There are also ore nodes (not sure if that's the official term), they look like enormous rounded boulders just sitting on the ground. These are great to find as they're easy to hollow out and get a decent amount of ore quickly. On Mars, they're everywhere (Mars is probably the easiest planet, as long as you find ice).
I'm trying to remember which scenarios I've played, but I'm pretty sure they all have something shooting at you at some point. Even The Lost Colony has turrets set as traps to protect hidden booty. Frostbite has lots of stuff that wants to kill you and ends in a big battle. Learning to Survive has a surprisingly tough battle at the end. I don't want to spoil it for you, but don't try it with a small grid ship like I did!!
All that said, you're probably best off playing solo games with the Star System map first, to get a solid handle on game mechanics (sounds like you're probably already pretty good on that though). Some of the other maps where you start on a pre-built base on a planet have nearby aggressors, IIRC, so you have to already know how to repair and fight in those maps.
I can't remember how many hundreds of hours I had before I played my first scenario. I think only one of them hand-holds you through each step.
Also, I may be mixing up First Jump with Learning to Survive above... been a while.
Thank you! If you have time can you answer another question - I can make a better refinery than the basic one but when I try to place it it will not "click" onto the floor like the basic one - my floor is unfinished light armor boxes so maybe I need a bigger floor or finish my light armor boxes?
Thanks again!
The full refinery is huge, so it's possible there's something in the way. It could be something as tiny as an interior light, simply because SE is grid based, meaning every building/vehicle/grid of blocks is defined as a 3-dimensional array, so only one item can be mounted in a block-space in that array (Minecraft also has this design, only in that game there's only one grid).
It's also possible that *you* are in the way. This is easy to do by default with a couple of the larger items as it's difficult to get close enough to place, yet far enough to be out of the way.
There's a mod in the workshop that makes that distance adjustable with the mouse wheel, along with lots of other cool stuff. I think it's Build Info (with leak finder). It is a *huge* improvement for just the variable distance block placing alone!
Silver and Gold are uncommon ores that are also available everywhere, but they often laid deeper in the ground, so if you find a cluster of discoloration, but your handhelf drill does not pick up on the content, its probably one of those, or both. You can use vehicle-based Ore Detectors to pick up on those. You'd need high-grade Refinery to turn these into ingots, but they refine pretty quickly.
Platinum is a high-end rare ore, that cannot be found on planets. It also laid deeper, refines slowly and produces very few ingots.
Uranium can only be found on the asteroids outside of planetoid gravity fields. Its very rare, heavy, refines slowly and poorly, but is used as extremely efficient fuel in powerful Reactors.

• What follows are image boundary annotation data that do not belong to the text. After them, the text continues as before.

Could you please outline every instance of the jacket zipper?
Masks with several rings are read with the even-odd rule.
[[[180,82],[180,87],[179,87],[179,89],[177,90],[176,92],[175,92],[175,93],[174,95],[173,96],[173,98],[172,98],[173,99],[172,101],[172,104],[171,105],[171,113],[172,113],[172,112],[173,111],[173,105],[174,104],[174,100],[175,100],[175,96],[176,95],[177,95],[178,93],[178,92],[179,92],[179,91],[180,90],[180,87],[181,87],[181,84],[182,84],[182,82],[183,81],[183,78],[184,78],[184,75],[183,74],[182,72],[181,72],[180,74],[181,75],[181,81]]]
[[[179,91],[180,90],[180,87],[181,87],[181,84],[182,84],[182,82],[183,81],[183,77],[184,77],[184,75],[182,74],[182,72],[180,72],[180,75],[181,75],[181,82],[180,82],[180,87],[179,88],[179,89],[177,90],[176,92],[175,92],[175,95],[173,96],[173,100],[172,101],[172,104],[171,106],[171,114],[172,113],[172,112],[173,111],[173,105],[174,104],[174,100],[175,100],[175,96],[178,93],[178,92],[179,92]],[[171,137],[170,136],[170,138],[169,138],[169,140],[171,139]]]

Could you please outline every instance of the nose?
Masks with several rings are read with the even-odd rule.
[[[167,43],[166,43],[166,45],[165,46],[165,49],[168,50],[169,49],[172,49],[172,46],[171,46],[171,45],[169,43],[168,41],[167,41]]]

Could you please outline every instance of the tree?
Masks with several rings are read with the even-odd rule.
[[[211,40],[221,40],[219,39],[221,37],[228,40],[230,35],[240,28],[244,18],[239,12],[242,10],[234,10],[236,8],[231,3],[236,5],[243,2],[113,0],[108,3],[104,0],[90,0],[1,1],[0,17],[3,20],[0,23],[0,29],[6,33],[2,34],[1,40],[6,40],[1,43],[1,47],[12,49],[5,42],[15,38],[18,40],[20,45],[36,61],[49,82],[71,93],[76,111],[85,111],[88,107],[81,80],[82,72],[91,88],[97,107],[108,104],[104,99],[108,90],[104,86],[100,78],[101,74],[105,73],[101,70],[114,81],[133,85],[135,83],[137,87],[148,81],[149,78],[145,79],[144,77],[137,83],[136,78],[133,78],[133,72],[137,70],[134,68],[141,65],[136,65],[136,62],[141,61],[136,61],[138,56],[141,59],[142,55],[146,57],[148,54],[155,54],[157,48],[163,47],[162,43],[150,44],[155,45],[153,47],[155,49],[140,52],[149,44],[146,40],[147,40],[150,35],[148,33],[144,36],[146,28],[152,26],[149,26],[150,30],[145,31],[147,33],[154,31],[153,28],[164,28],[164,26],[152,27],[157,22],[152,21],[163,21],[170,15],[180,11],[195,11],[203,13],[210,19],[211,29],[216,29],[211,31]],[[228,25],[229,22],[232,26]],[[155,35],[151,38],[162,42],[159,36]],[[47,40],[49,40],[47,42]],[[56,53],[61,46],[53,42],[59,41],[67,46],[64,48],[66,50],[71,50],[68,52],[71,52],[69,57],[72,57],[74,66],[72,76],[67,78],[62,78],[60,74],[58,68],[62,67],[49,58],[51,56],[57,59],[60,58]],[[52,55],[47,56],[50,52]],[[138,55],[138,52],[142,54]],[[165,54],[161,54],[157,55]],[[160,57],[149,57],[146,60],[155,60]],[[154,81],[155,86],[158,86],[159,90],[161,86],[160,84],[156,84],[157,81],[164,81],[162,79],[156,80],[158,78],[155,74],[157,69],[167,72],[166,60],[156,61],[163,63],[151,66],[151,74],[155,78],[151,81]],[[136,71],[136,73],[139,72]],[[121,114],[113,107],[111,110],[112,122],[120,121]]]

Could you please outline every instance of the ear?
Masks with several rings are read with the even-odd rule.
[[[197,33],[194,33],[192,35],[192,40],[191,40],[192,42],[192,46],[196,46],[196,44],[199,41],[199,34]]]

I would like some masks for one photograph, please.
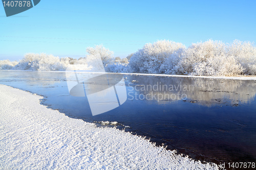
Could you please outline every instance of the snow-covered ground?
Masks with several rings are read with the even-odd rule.
[[[66,116],[0,85],[0,169],[218,169],[144,138]]]

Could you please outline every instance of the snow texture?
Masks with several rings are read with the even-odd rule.
[[[145,138],[68,117],[0,85],[0,169],[217,169]]]

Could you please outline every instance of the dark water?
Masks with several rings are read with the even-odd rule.
[[[256,81],[124,78],[125,103],[93,116],[86,97],[69,94],[65,72],[0,71],[0,84],[44,95],[42,104],[71,117],[116,121],[197,160],[256,162]]]

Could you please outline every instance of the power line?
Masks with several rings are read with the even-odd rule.
[[[92,44],[92,42],[67,42],[67,41],[27,41],[27,40],[0,40],[0,41],[10,41],[10,42],[40,42],[40,43],[77,43],[77,44]],[[111,45],[141,45],[141,44],[124,44],[124,43],[104,43],[104,44]]]

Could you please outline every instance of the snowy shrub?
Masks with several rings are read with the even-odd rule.
[[[126,57],[126,58],[128,60],[128,61],[130,60],[130,59],[131,59],[131,58],[132,57],[132,56],[133,56],[134,54],[134,53],[132,53],[131,54],[129,54],[128,56]]]
[[[128,65],[121,63],[108,64],[105,70],[106,72],[130,72]]]
[[[131,58],[129,66],[131,71],[159,74],[170,69],[168,63],[174,58],[172,54],[185,46],[182,43],[167,40],[158,41],[153,44],[147,43],[139,49]]]
[[[122,59],[122,60],[121,60],[121,63],[128,64],[129,63],[129,61],[128,61],[128,59],[126,58],[124,58]]]
[[[86,58],[89,62],[94,60],[97,55],[99,55],[104,67],[113,62],[114,53],[105,48],[102,45],[96,45],[94,47],[89,47],[86,51],[88,53]]]
[[[228,54],[245,68],[245,74],[256,75],[256,47],[252,43],[236,40],[229,45]]]
[[[235,76],[244,70],[224,43],[212,40],[192,44],[177,68],[178,73],[196,76]]]
[[[9,60],[0,61],[0,69],[11,69],[18,64],[17,61],[10,61]]]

Mission Scenarios typically offer various vehicles, which should be good enough for the job when used right, but you're of course free to improve them if you want. Some scenarios simply offer you different starting conditions and have no story to follow, as to give you a functional base on one planetoid or another.
Completion of blocks is unnecessary in any extent, other than their individual functionality. As long as you can access any control panel on the station/ship to confirm if Refinery is displayed in terminal or inventory tab, it is part of that grid. It will get power from the grid through any connected block. You can then access it inventory through one the conveyor hatches, or linking them to other inventories using conveyor tubes.
If a device does not show up in the terminal or inventory screens, then it was placed as a separate grid.
With all 4 installed and active, you will double your yield (the amount of processed metal you get from the ore you put in). There's actually a well known bug with iron, you get more iron out then the amount of ore you put in! Something like 1kg in = 1.4kg out!